Born in the Nile Delta province of Dakahlia in 1931, Al Baz obtained a degree in law at Cairo University in 1954. He pursued post-graduate studies in law at the Harvard University in the US. He initially worked as an attorney before starting a career as diplomat in 1958.

Diplomatic ranks

He rose in diplomatic posts, working as director of the foreign minister’s office and later as an aide to Mubarak when he was named in 1975 as deputy to president Anwar Al Sadat.

Mubarak, who became president in 1981, later named Al Baz as his political advisor, a post he held for more than two decades.

Al Baz, known as Mubarak’s confidant, was a frequent speaker at political and cultural seminars. However, he stayed away from the public eye in the years that followed his departure from presidency.

Days after the beginning of the anti-Mubarak uprising, Al Baz showed up in Cairo’s Tahrir Square, the epicentre of the revolt, where he praised the protesters.

“Mubarak could have avoided this had he listened to my advice in early 2002 when I told him not to run for presidency again and to begin gradual transfer of power,” Al Baz said in the 2012 interview.

Key mediator

Nicknamed the doyen of Egyptian diplomacy, Al Baz participated in Egyptian-Israeli negotiations that led to a peace treaty in 1979 between the two countries. He was long responsible for mediating between Palestinians and Israelis.

The Foreign Ministry on Saturday paid tribute to Al Baz, calling him a “devoted patriot”.
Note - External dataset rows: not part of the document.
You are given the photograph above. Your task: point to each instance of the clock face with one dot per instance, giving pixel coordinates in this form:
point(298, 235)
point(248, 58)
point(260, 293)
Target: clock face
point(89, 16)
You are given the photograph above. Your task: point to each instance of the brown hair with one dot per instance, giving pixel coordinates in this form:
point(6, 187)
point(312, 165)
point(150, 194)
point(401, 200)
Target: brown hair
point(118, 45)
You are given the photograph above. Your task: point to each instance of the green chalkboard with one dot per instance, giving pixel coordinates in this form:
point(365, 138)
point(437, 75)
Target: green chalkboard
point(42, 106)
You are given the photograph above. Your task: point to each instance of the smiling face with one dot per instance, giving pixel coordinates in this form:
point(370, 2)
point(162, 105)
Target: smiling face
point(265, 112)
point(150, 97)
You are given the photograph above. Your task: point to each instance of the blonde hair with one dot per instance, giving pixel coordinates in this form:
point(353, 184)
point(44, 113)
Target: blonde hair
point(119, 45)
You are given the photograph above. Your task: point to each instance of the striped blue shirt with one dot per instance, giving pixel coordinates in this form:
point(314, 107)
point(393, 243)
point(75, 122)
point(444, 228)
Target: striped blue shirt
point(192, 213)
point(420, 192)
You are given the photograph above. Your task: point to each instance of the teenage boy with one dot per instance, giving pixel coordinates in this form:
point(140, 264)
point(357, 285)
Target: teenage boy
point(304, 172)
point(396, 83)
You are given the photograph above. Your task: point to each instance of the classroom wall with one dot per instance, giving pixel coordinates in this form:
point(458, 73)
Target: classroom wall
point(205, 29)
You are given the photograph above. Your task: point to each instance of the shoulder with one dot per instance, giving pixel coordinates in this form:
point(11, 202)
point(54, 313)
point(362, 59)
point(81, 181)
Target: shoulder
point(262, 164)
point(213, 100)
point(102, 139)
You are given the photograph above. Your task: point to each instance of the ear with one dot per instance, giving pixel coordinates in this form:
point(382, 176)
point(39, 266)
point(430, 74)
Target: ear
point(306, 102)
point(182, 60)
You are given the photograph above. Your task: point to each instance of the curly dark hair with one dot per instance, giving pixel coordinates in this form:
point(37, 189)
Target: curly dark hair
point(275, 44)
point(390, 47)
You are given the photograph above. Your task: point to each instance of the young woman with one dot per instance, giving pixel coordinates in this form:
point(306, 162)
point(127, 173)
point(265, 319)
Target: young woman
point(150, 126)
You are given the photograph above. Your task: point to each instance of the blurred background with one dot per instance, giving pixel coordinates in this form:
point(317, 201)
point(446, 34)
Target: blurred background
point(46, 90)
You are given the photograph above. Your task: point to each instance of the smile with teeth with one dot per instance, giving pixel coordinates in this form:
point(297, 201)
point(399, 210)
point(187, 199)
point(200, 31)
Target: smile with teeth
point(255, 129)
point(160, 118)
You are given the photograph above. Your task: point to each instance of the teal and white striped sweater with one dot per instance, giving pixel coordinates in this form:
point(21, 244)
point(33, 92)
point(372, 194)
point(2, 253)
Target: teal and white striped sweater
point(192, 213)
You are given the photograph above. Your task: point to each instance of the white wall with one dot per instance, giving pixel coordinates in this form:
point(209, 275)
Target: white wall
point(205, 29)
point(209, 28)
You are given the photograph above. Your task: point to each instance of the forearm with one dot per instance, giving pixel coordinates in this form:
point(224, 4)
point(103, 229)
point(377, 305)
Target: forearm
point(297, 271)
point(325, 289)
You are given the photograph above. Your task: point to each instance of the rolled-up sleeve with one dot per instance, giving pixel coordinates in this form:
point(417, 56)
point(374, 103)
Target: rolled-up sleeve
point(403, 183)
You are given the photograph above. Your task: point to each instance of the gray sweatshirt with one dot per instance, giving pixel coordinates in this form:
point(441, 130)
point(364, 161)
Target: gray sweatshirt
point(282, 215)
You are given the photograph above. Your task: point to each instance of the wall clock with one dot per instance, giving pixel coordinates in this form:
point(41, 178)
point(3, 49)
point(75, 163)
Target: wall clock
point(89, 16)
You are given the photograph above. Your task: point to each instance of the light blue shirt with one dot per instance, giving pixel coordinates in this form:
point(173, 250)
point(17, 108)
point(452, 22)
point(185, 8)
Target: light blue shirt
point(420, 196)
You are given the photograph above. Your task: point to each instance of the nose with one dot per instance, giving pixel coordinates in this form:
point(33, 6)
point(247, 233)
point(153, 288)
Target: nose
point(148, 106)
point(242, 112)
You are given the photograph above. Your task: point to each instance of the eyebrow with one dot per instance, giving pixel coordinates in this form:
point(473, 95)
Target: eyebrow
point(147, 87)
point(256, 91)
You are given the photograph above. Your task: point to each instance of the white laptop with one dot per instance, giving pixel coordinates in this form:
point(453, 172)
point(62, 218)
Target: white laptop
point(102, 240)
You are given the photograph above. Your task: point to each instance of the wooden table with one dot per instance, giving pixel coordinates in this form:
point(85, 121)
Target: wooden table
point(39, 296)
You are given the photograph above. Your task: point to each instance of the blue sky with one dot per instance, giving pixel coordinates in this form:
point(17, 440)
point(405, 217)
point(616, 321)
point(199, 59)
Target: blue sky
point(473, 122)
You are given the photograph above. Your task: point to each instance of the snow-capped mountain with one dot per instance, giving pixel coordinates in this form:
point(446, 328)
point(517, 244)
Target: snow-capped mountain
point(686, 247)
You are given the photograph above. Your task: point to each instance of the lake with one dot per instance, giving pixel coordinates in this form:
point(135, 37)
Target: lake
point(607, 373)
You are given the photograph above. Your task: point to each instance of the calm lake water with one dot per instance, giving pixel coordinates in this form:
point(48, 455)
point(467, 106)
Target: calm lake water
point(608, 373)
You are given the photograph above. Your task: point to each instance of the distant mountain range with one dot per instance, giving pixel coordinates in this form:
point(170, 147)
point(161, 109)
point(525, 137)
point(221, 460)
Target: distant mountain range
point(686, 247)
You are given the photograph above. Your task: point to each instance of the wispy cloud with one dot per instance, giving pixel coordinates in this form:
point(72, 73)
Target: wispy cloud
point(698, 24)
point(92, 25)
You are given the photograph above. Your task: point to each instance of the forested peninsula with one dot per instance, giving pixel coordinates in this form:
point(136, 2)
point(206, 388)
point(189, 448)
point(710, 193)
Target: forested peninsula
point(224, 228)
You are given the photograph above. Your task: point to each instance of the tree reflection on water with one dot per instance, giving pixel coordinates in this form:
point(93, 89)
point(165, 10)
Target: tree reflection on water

Al Baz is survived by his wife Omaima Tamam, a TV presenter. Veteran actress Nabeela Ebeid has recently said that she was married to Al Baz secretly for nine years.

He was buried in Cairo later on Saturday after a funeral attended by his brother Farou Al Baz, a Nasa researcher, as well as senior diplomats, including head of the Arab League Nabeel Al Arabi, Egypt’s Foreign Minister Nabeel Fahmy and former presidential contender Amr Mousa.